Designing Curricular Support for Critical Appraisal during Training: Hospital for Special Surgery Critical Literature Assessment Skills Support – Rheumatology (HSS CLASS-Rheum)

Application of the educational frameworks of Retrieval Enhanced Learning, Self-Determination Theory, and Communities of Practice can be seen in the design and implementation of a new learning tool called Hospital for Special Surgery Critical Literature Assessment Skills Support – Rheumatology (HSS CLASS-Rheum®).

Identification of Learning Objectives

To establish which study designs are particularly pertinent to rheumatologists, our group reviewed 30% of the clinical research articles (excluding opinion pieces, letters, and reviews) published in Annals of Rheumatic Disease, Arthritis and Rheumatology, and Arthritis Care and Research over a 9-month period. We selected these journals based on impact factor, their focus on original research, and broad coverage of general rheumatology.46 Registries, cohorts, and case control studies were most prevalent, followed by systematic reviews and meta-analyses, case series, and randomized controlled trials (RCTs) (Fig. 2). Although RCTs are generally thought of as providing a higher level of evidence, the high frequency of cohorts and case control studies in the rheumatic disease literature indicates that rheumatologists in particular must have a thorough understanding of these study designs. We used this information to inform the development of a set of key learning objectives reflecting these specific needs, to prepare rheumatology trainees to critically appraise the clinical rheumatic disease literature.

Fig. 2.

Fig. 2.

Distribution of study designs identified in clinical research articles from rheumatic disease literature.

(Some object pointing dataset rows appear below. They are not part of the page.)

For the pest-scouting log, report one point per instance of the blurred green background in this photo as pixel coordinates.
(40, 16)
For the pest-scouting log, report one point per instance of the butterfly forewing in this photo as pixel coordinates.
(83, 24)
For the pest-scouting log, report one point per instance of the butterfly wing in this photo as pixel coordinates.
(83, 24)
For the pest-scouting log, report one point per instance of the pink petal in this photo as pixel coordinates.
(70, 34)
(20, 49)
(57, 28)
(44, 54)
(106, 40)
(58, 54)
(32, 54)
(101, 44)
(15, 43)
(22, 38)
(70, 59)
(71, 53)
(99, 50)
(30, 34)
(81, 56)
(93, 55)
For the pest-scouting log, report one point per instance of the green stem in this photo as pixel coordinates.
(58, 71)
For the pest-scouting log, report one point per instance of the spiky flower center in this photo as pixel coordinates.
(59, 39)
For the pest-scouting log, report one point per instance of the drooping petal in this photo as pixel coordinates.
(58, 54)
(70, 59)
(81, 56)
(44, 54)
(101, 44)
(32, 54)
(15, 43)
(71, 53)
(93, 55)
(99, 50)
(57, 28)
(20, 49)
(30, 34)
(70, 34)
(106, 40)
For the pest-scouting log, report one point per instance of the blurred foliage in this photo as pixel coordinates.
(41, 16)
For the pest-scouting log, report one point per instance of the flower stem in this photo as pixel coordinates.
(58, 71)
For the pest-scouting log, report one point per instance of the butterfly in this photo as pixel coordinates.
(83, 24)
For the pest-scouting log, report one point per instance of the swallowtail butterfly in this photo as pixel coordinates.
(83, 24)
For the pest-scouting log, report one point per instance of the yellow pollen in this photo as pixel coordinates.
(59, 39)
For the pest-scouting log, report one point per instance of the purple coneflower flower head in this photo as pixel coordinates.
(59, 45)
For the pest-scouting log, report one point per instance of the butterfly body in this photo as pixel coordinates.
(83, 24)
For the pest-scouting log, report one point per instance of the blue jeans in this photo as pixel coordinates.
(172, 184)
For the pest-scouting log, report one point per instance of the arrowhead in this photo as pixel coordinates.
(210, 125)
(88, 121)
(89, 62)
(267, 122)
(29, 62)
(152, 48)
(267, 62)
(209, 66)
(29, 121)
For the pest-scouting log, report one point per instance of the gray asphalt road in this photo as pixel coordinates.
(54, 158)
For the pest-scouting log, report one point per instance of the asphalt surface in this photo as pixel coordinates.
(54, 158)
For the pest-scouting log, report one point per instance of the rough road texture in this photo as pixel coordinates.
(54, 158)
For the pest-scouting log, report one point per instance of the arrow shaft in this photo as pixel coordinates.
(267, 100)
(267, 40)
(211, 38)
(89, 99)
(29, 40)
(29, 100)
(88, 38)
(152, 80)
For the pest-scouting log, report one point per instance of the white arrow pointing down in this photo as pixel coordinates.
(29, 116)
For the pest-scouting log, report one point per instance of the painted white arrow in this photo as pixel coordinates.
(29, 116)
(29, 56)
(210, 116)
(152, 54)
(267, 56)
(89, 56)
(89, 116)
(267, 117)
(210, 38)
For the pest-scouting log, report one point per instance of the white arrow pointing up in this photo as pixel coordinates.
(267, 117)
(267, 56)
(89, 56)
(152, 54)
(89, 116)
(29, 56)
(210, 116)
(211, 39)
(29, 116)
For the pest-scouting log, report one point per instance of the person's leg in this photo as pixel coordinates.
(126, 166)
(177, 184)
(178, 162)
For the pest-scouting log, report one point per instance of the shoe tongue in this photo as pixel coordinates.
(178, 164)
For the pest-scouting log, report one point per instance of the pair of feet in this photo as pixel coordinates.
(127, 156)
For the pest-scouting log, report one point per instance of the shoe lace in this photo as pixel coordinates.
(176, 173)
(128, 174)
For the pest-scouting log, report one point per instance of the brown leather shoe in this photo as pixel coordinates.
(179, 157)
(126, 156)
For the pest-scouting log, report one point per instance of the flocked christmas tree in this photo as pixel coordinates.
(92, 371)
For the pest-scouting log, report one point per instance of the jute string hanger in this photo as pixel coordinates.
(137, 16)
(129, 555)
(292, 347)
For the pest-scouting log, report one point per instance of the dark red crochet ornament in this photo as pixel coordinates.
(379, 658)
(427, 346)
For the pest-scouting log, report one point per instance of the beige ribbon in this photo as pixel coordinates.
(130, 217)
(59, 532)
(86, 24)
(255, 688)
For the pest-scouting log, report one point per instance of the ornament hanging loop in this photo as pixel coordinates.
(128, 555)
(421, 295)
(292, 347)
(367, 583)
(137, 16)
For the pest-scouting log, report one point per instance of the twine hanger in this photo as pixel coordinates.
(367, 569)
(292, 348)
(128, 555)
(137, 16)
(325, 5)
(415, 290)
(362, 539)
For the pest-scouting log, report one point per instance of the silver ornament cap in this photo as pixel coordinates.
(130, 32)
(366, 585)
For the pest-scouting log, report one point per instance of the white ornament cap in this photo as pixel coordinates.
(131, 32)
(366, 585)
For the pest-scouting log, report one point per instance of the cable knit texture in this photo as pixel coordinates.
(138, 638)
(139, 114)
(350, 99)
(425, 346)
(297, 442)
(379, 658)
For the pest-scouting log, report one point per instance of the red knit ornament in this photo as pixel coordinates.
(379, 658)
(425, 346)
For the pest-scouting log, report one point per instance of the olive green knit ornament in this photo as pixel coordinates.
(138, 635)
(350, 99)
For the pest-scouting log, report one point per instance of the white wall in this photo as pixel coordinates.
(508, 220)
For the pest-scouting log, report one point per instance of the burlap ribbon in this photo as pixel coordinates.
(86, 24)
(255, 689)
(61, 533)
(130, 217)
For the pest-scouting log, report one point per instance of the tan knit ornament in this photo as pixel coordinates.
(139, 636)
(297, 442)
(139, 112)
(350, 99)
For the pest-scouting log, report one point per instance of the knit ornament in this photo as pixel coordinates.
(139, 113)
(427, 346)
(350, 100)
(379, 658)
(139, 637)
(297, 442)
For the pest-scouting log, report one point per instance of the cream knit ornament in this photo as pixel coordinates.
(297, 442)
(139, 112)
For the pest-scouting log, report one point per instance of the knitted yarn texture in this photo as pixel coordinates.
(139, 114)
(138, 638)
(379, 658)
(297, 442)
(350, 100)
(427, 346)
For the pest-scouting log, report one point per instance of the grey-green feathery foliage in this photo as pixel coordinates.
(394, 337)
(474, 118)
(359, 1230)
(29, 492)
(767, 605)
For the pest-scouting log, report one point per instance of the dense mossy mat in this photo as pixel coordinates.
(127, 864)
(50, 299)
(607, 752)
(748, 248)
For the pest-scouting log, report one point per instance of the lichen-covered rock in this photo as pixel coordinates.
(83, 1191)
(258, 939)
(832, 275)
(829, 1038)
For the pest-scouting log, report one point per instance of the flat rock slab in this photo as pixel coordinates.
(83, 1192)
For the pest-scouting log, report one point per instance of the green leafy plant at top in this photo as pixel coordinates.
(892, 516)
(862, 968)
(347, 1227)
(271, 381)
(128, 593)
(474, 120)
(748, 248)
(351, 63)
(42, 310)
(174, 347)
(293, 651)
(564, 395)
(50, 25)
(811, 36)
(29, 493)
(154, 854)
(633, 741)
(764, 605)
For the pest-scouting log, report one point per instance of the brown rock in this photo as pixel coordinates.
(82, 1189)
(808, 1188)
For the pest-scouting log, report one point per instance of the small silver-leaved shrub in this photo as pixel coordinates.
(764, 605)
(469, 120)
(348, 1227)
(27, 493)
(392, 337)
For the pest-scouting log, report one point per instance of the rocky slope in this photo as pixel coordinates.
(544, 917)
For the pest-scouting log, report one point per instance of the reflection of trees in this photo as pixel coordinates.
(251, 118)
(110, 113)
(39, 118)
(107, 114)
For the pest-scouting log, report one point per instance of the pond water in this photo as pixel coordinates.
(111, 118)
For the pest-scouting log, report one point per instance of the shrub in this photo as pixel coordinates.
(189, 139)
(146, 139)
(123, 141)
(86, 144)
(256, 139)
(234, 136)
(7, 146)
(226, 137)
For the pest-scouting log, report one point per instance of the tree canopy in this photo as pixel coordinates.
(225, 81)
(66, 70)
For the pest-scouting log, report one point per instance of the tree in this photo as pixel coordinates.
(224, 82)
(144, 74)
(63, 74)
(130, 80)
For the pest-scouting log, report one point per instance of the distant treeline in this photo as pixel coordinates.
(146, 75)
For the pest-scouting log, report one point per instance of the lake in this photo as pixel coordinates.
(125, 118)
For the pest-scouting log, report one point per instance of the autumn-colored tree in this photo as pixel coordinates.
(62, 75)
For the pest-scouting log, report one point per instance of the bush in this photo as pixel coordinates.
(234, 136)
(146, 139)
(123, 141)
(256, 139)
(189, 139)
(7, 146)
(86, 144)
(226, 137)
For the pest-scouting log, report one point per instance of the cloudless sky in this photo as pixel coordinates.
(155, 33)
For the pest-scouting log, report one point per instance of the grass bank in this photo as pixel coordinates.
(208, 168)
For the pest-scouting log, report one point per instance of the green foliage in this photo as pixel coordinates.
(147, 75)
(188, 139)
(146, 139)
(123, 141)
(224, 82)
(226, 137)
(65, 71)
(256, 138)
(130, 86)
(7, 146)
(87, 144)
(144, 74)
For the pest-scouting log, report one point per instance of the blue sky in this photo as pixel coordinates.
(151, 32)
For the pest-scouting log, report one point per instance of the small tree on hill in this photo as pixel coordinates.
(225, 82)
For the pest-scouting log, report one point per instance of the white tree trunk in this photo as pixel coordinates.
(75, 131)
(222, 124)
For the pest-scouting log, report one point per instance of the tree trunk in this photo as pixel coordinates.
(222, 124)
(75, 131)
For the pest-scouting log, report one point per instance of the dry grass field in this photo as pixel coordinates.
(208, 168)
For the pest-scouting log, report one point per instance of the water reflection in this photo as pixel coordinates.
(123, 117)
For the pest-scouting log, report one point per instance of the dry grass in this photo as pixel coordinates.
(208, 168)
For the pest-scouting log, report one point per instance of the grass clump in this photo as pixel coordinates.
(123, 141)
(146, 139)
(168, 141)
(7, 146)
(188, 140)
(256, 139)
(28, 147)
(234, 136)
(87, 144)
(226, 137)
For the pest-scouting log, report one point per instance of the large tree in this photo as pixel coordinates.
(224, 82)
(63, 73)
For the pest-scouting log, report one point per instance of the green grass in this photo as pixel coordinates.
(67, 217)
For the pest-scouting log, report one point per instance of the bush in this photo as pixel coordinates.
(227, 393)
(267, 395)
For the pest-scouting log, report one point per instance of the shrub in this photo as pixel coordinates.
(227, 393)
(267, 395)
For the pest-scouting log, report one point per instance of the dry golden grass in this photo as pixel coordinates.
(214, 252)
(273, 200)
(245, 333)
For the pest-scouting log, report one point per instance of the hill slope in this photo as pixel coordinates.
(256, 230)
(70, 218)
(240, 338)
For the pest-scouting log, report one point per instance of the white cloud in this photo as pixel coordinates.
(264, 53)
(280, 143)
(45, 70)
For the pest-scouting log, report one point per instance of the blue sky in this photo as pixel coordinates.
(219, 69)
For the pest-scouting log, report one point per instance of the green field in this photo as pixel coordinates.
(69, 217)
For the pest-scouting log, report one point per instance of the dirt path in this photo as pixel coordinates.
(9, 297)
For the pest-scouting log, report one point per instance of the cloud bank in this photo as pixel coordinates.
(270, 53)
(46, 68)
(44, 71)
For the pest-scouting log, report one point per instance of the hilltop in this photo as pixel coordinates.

Application of Retrieval Enhanced Learning (Retrieval Practice)

Given the proven benefits of retrieval practice, we developed a question-based curricular tool using varied response types. Recognizing the diversity of programs in terms of availability and expertise of faculty, and the different ways trainees’ time is organized, we designed HSS CLASS-Rheum to optimize flexibility in implementation. We used a Web-based assessment system capable of supporting retrieval practice through various question types and modes of delivery. HSS CLASS-Rheum can be deployed in 3 ways:

  1. Individual, Asynchronous

  2. Individual, Synchronous

  3. Team-based with Peer Instruction (Box 1)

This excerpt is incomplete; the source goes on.